Sun Grid Engine (SGE, Oracle Grid Engine, Codine) is an open source batch system maintained by Sun (Oracle). It is supported on Linux, and Solaris in addition to numerous other systems.

Recommended batch system configuration

Set up one or more SGE queues for access by grid users. Queues can be shared by normal and grid users. In case it is desired to set up more than one ARC queue, make sure that the corresponding SGE queues have no shared nodes among them. Otherwise the counts of free and occupied CPUs might be wrong. Only SGE versions 6 and above are supported. You must also make sure that the ARC CE can run qacct, as this is used to supply accounting information.

Example:

[lrms]
lrms = sge
sge_root = /opt/n1ge6
sge_bin_path = /opt/n1ge6/bin/lx24-x86

[queue: long]
sge_jobopts= -P atlas -r yes

Known limitations

Multi-CPU support is not well tested. All users are shown with the same quotas in the information system, even if they are mapped to different local users.
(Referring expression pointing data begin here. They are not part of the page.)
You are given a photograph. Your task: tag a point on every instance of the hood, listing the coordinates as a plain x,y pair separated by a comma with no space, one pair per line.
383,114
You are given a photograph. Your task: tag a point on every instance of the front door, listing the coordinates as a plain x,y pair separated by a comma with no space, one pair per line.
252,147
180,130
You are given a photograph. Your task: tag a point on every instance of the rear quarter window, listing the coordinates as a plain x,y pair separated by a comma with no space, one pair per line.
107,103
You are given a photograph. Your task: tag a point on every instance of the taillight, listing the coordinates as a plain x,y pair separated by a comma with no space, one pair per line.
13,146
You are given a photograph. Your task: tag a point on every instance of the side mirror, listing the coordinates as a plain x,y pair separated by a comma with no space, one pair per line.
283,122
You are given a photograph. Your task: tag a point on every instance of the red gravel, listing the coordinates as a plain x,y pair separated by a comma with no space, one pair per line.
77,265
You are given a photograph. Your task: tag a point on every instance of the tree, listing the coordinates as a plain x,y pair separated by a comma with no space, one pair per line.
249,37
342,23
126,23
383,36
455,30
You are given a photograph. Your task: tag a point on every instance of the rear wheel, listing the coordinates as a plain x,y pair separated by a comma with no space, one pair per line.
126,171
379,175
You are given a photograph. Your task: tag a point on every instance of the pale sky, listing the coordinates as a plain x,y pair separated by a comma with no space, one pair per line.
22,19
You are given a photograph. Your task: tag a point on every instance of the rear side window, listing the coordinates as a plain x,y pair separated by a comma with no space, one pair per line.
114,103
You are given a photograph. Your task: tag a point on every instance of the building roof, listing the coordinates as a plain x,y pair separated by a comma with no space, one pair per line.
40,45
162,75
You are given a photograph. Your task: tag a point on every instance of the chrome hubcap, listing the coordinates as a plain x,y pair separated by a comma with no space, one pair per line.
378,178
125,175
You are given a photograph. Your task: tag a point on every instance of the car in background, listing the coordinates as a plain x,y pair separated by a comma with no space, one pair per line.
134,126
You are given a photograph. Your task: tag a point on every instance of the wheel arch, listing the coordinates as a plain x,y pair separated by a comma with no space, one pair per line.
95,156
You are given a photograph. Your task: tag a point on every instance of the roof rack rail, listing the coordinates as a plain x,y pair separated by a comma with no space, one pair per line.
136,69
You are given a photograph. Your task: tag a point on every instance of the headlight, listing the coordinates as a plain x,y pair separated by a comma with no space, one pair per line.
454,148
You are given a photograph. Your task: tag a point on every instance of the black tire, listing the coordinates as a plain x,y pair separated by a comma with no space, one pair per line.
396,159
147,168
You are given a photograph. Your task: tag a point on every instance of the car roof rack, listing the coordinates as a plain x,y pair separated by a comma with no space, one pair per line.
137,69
The requirement that one ARC queue maps to one SGE queue is too restrictive, as the SGE’s notion of a queue differs widely from ARC’s definition. The flexibility available in SGE for defining policies is difficult to accurately translate into NorduGrid’s information schema. The closest equivalent of nordugrid-queue-maxqueuable is a per-cluster limit in SGE, and the value of nordugrid-queue-localqueued is not well defined if pending jobs can have multiple destination queues.

BOINC

BOINC is an open-source software platform for computing using volunteered resources. Support for BOINC in ARC is currently at the development level and to use it may require editing of the source code files to fit with each specific project.

Recommended batch system configuration

The BOINC database can be local to the ARC CE or remote. Read-access is required from the ARC CE to check for finished jobs and gather information on available resources. The ARC CE must be able to run commands in the project’s bin/ directory.

Project-specific variables can be set up in an RTE which must be used for each job. The following example shows the variables which must be defined to allow job submission to BOINC for the project “example” to work:

export PROJECT_ROOT="/home/boinc/project/example" # project directory
export BOINC_APP="example"                        # app name
export WU_TEMPLATE="templates/example_IN"         # input file template
export RESULT_TEMPLATE="templates/example_OUT"    # output file template
export RTE_LOCATION="$PROJECT_ROOT/Input/RTE.tar.gz" # RTEs, see below

The last variable is a tarball of runtime environments required by the job.

Known limitations

The BOINC back-end was designed around projects that use virtualisation. The prototype implementation in the current ARC version may not be generic enough to suit all BOINC projects.

When preparing a BOINC job, the ARC CE copies a tarball of the session directory to the BOINC project download area. Once the job is completed and the output uploaded to the BOINC peoject upload area, a modified assimilator daemon must be used to copy the result back to the session directory so that it can be retrieved by ARC clients or uploaded to Grid storage by the ARC CE.